Miriam-Cahn-Ausstellung in Siegen: Figuren, die zu entgleiten drohen

Miriam Cahn wurde gerade mit dem Siegener Rubenspreis ausgezeichnet. In ihrer Ausstellung „Meine Juden“ sucht sie malerisch nach dem Menschsein.

Blick auf eine Wand der Ausstellung mit einem liegenden Akt, dessen Konturen unklar sind

Miriam Cahn, Installationsansicht im Museum für Gegenwartskunst in Siegen Foto: Philipp Ottendörfer

Man kennt sie, natürlich. Aber in dieser Konzentration ergibt sich doch eine ganz andere Gemengelage: Dutzende Augenpaare starren einen an, mannshohe Schemen stehen einem gegenüber, von allen Ecken gleichzeitig. Springen unvermittelt hervor aus einem diffusen, wabernden Farbschleier, und man würde sich kaum wundern, plötzlich noch das Ticken eines Geigerzählers zu hören, so radioaktiv erscheint das ganze Szenario. Bald kann alles schon wieder ins Groteske kippen: Dann sind die Gesichtszüge nicht mehr stechend scharf, sondern nur mehr Punkt-Punkt-Komma-Strich.
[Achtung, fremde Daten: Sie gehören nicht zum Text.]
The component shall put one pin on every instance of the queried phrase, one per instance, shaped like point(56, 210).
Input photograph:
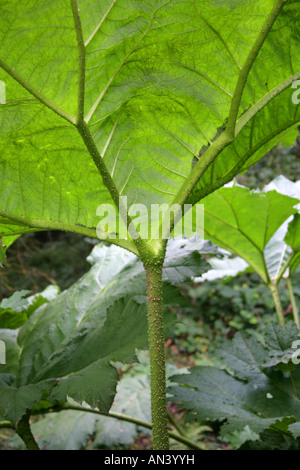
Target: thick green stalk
point(24, 431)
point(277, 302)
point(157, 356)
point(293, 302)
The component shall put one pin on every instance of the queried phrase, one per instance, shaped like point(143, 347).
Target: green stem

Miriam Cahn bespielt das Museum für Gegenwartskunst in Siegen, gerade hat die Schweizer Künstlerin den 14. Rubenspreis der Stadt erhalten. Rund 300 Arbeiten sind hier versammelt, Malerei, meterhohe Kohlezeichnungen, Skulpturen und Videoarbeiten aus vielen Jahrzehnten. Gehängt wurden die Arbeiten, wie Cahn sich das vorstellte und oft von ihr selbst: Manchmal ein bisschen schief, nach Augenmaß; oft dicht an dicht, konfrontativ – einige Figuren beginnen direkt am Boden, auf dem ihre Betrachter stehen.

Nun sollte aber auch noch der Elefant im Raum adressiert werden, den die Jüdin Miriam Cahn selbst hineingestellt hat: „MEINEJUDEN“ heißt ihre Schau, groß und zusammen, wie eine gleichnamige Bildserie, die ebenfalls ausgestellt ist. Erst zum Schluss der Pressekonferenz fragt jemand nach dem „Antisemitismus-Eklat“ in Kassel. Die Anführungsstriche, sagt die Künstlerin und macht eine Geste in der Luft, könne man ruhig streichen. Im Übrigen sei das Thema natürlich stets aktuell.

Wie aber kann „das essenziell Andere“ aussehen, als das der Sozialforscher Henri Zuki­er die gesellschaftlich zugewiesene Funktion von Jüdinnen und Juden beschreibt? Die oder der im selben Moment als Menschen gerade unsichtbar bleibt, wie Rassismusdiskurse zeigen, während antisemitische Vorstellungen unbeeindruckt virulent zirkulieren und ebenjene Bilder prägen?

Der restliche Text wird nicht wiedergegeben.